Jeffrey Hickman, a research scientist with the Virginia Tech Transportation Institute Center for Truck and Bus Safety told Intermodal Insights that his organization’s research into distracted driving within the commercial trucking industry shows that hands-free voice activated cell phone use is safe.
"If a hands-free device requires one button press, it’s safe. If it requires you to look at the phone, to dial the phone or other things, then no, you shouldn’t," operate it while behind the wheel, he said. "The only thing that we advocate is hands on the wheel, eyes on the road and completely voice activated."
However, he said, if the phone doesn’t have Bluetooth capabilities or other features that make it compliant with FMCSA regulations, then it should be turned off while driving.
"That’s an easy, quick free fix right there," he said.
"The best way to curtail distracted driving is to turn off your phone when you get into the vehicle," she said. "Put it in the glove compartment or the backseat so you are not tempted to use it. If you stream music or podcasts through your phone, download the songs or episodes first, set the playlist, and place your phone on airplane mode so you cannot receive calls or texts while driving."
According to Jack Van Steenburg, the chief safety officer and assistant administrator for the Federal Motor Carrier Safety Administration, distraction was reported as a factor in 6% of the large truck and bus fatal crashes in 2017, the latest year for which data is available.
"The biggest tip that I would recommend is getting plenty of rest and take breaks throughout your trip," Van Steenburg, said. "That would cut down on the cognitive distraction. As for physical distractions, do not use hand-held mobile devices while driving — which has long been prohibited by Federal Motor Carrier Safety Regulations. Also, keep necessary items easily accessible so you do not have to reach.
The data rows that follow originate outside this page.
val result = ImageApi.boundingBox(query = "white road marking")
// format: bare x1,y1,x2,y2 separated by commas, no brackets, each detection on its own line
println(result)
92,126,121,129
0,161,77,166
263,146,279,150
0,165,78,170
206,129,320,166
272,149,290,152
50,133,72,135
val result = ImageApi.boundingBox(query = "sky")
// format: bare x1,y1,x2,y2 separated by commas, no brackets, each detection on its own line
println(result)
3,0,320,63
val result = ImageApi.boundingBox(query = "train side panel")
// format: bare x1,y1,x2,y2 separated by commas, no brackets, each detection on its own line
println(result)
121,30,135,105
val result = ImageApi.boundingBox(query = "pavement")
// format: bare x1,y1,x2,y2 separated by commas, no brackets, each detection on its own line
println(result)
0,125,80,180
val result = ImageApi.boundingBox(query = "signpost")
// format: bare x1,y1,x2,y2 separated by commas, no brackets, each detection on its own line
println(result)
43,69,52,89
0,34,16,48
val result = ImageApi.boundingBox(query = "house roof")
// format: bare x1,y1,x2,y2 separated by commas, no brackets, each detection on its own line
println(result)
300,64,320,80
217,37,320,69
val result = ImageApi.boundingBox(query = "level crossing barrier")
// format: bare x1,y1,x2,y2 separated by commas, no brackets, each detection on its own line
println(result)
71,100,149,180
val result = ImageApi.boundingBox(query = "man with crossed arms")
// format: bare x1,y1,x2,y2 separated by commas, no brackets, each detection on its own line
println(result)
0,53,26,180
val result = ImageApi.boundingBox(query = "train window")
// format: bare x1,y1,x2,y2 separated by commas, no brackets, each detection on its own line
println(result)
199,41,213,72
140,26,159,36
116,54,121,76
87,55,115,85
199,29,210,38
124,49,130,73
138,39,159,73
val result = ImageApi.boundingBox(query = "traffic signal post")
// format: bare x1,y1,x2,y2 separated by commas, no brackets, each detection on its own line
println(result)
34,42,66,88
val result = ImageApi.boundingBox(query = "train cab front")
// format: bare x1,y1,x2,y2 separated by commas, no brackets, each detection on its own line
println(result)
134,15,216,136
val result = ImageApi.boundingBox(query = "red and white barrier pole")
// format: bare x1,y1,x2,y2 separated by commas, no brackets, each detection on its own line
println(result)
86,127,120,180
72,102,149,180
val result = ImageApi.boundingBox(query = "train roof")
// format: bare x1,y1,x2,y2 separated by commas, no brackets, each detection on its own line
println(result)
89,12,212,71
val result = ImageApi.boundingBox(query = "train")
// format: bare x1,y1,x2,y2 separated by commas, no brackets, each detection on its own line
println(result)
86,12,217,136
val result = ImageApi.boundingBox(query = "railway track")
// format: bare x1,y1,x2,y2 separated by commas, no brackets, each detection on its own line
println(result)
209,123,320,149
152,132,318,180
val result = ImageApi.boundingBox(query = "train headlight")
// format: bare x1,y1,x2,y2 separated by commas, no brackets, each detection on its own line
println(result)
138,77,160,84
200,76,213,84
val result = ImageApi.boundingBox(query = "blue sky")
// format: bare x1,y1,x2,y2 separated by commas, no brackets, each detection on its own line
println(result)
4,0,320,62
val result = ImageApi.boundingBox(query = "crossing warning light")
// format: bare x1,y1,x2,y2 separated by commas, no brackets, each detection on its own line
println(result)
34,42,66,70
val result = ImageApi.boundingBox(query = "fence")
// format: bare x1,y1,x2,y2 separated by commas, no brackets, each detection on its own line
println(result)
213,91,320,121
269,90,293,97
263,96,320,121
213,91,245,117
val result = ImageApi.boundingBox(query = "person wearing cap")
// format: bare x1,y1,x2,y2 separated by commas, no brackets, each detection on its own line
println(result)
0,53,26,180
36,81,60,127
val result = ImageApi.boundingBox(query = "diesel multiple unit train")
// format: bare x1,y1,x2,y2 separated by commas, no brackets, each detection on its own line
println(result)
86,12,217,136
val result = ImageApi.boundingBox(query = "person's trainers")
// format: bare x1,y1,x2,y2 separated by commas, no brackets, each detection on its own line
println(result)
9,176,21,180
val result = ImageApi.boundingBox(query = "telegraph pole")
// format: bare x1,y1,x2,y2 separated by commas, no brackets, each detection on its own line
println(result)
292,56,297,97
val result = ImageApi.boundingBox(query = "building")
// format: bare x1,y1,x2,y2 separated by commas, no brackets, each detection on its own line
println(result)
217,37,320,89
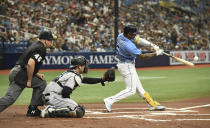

Lastly, eat while taking a break and not while driving."
Verrecchia said that a useful tool is for companies to take actual scenarios of recent accidents that have occurred due to texting and/or talking while driving and how it has impacted the lives of those who were involved.
"Take time to show videos and reiterate time and time again the way many lives can be impacted due to a few moments of negligence on one’s part," she said. "Know the rules of the road, offer general testing to be up-to-date on the laws and remind those of the consequences for breaking the laws."
"It is important for trucking companies to implement driver hiring practices that involve videos, classes and/or testing to insure they are doing their best to educate drivers on the importance of distractive driving," she said.
DiSalvi said that training workers on the importance of having a no cell policy is an important tip for companies, as well as training drivers on new technology in the truck.
"If they aren’t completely familiar with the equipment that is on what they are driving, we need to make sure they know how to get information — what does that light or noise mean — so they aren’t distracted by that."
"I think it all comes down to a policy and telling the drivers what the policy is and making them aware of that policy," Hickman said.
"As it is for all of us, it is all about having the personal commitment to not have distraction — know enough to put phone off or put away from controls to eliminate temptation," DiSalvi continued. "For those loved ones who might be calling, know that if you think I am driving, don’t call, or if you have to call, leave a message and know that I will call back."
Lane Kidd, managing director of The Trucking Alliance, an industry-based safety coalition of freight and logistics companies and other business partners, said that with the right reforms and technologies, all large truck crash fatalities relating to distractions could be eliminated.
"The toughest challenge is to change driver behavior, both the commercial driver and the public," he remarked. "Carriers are doing a consistently good job at making sure their drivers know how they endanger themselves by taking their eyes off the highway, even for a few seconds."